O trabalho remoto trouxe vantagens para empregados e empregadores, dentre elas podemos citar: tempo (economia de tempo e gastos para deslocamento ao trabalho); flexibilidade de horários (em muitos casos o trabalhador pode definir sua rotina); conforto (empregado pode escolher o ambiente que vai trabalhar) e aumento de produtividade (maior concentração, eliminação de distrações e estresse do trânsito). A redução de custos com estrutura física, com benefícios (vale-transporte e auxílio-combustível) e a redução do absenteísmo, sem dúvidas são as principais vantagens para as empresas. 

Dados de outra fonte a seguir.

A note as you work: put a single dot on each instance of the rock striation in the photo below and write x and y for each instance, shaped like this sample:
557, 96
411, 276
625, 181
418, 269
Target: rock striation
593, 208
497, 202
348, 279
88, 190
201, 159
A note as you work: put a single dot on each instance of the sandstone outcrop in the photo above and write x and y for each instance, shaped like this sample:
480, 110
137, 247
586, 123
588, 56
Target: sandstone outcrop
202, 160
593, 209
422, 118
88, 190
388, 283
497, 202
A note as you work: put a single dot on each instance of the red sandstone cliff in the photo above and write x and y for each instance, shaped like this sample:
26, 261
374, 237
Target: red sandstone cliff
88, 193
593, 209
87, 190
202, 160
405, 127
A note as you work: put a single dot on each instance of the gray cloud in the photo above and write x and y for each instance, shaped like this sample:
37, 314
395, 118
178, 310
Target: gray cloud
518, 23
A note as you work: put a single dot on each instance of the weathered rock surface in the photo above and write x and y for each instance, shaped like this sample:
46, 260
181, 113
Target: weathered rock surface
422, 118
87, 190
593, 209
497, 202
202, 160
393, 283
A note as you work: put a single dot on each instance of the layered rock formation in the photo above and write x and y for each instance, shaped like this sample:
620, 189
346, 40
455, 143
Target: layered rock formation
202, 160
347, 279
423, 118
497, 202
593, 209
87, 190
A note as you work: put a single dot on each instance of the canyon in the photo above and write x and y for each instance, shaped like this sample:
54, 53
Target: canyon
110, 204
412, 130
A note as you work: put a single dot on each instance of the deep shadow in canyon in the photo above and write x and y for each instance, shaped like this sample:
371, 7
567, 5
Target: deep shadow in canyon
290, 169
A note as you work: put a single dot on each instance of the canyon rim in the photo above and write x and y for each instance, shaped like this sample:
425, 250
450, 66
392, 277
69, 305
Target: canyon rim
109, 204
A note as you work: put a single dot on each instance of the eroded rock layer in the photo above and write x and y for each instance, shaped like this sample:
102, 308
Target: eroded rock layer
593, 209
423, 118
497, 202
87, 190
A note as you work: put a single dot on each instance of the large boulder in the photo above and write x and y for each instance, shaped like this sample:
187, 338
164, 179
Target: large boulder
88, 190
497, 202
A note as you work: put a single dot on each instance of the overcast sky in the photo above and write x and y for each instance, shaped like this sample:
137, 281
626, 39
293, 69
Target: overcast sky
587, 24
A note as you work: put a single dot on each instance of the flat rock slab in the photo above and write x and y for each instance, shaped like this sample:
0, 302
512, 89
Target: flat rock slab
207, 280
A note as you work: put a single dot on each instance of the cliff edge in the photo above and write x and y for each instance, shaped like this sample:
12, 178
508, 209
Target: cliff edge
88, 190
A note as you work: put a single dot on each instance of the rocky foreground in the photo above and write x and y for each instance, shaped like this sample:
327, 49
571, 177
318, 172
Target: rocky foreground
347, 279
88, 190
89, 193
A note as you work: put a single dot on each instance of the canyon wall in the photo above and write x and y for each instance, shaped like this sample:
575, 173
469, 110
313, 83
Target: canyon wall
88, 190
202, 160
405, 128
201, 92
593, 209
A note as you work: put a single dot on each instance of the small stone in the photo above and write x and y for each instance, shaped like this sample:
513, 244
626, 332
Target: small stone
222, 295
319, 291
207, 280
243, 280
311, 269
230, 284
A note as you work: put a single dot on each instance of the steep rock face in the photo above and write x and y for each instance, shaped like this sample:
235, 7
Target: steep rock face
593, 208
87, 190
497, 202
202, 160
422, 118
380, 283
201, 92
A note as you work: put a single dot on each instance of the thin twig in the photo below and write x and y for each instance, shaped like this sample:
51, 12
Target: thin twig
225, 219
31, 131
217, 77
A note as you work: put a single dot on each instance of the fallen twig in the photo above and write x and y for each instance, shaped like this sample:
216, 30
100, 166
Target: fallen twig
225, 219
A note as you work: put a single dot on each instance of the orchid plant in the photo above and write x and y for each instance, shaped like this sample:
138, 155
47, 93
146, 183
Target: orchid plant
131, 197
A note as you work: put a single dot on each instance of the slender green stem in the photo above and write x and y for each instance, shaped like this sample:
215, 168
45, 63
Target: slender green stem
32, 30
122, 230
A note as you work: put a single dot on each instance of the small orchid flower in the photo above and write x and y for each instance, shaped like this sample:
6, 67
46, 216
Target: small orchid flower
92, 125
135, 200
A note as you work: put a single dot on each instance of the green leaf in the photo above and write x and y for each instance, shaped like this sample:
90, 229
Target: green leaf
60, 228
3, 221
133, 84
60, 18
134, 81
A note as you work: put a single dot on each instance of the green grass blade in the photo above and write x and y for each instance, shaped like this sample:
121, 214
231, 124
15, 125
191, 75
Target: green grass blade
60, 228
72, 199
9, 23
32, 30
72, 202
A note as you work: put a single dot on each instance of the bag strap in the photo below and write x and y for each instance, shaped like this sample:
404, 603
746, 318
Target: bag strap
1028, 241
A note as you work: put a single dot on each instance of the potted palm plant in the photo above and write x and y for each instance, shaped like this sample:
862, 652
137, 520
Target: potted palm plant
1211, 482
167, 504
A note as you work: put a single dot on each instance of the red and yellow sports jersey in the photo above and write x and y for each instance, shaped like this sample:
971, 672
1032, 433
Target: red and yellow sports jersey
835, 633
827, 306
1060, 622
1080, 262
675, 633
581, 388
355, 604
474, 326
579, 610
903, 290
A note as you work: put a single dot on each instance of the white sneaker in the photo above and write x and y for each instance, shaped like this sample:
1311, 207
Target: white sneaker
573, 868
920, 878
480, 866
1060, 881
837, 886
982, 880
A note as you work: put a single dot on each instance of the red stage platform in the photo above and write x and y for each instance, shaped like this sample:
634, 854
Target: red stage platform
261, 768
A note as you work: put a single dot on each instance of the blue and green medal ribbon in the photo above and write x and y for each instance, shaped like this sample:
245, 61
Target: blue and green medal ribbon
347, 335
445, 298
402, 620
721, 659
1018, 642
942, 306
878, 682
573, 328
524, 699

Por outro lado, há algumas desvantagens, como a interrupção de familiares; a falta de socialização com os colegas de trabalho; a sobrecarga de trabalho em razão da falta de regras de teletrabalho bem definidas; o distanciamento das regras de saúde e segurança do trabalho / ergonomia (muitos empregados não possuem estrutura adequada em suas casas) e ainda, mais gastos para o empregado com energia elétrica, água, equipamentos tecnológicos, internet e infraestrutura.

A propósito, é bem polêmica a possibilidade do empregado assumir os custos com os equipamentos tecnológicos, com a manutenção e a infraestrutura necessária para o home office, sendo certo que a matéria vem sendo submetida ao Judiciário Trabalhista.

Recentemente a 8ª Turma do TRT da 04ª Região, manteve a condenação de primeira instância, a título de aluguel de notebook de determinada empresa que não forneceu equipamento telemático para o desempenho do teletrabalho, fazendo com que o trabalhador tivesse de utilizar o próprio notebook para o seu desempenho. Na sentença, o juiz fundamentou que o autor fez uso de seu notebook sem a devida contraprestação por parte da reclamada, não havendo dúvida de que a utilização do equipamento se mostrava indispensável à realização do trabalho, e com fulcro na vedação legal de repasse dos riscos do empreendimento ao empregado, fixou o aluguel no valor único de R$ 1.500,00, por quase três anos de uso do computador por parte do empregado em prol do empregador.

Cabe destacar trecho de um outro julgado, proferido pelo Ministro do TST, Maurício Godinho Delgado, no ano de 2010:

“Por outro lado, a possibilidade de indenização empresarial pelos gastos pessoais e residenciais efetivados pelo empregado no exercício de suas funções empregatícias no interior de seu home office supõe a precisa comprovação da existência de despesas adicionais realizadas em estrito benefício do cumprimento do contrato, não sendo bastante, em princípio, regra geral, a evidência de certa mistura, concorrência, concomitância e paralelismo entre atos, circunstâncias e despesas, uma vez que tais peculiaridades são inerentes e inevitáveis ao labor em domicílio e ao teletrabalho…”. Agravo de Instrumento desprovido (AIRR – 62141-19.2003.5.100011, Rel. Min. Maurício Godinho Delgado, 16/04/2010)

Desta forma, diante da regulamentação do teletrabalho pela CLT e do cenário de pandemia que não irá acabar tão cedo, podemos concluir que o trabalho remoto veio para ficar, havendo a tendência de um maior número de empregados trabalhando em casa em 2021, conforme previsão do IBGE, cabendo aos empregados, empregadores e operadores do direito, aguardar o posicionamento da Justiça do Trabalho quanto aos casos sub judice, principalmente quanto ao ônus dos custos com equipamentos tecnológicos, manutenção e infraestrutura, bem como das questões relacionadas à saúde e segurança no trabalho.


Jano Freire é advogado Trabalhista Empresarial, especialista em Direito do Trabalho e Processo do Trabalho e Gestão de Pessoas e Compliance Trabalhista. Também atua como professor nos cursos de Direito e Serviço Social do ISCA Faculdades e é membro do NJE – Núcleo dos Jovens Empreendedores da ACIL – Associação Comercial e Industrial de Limeira.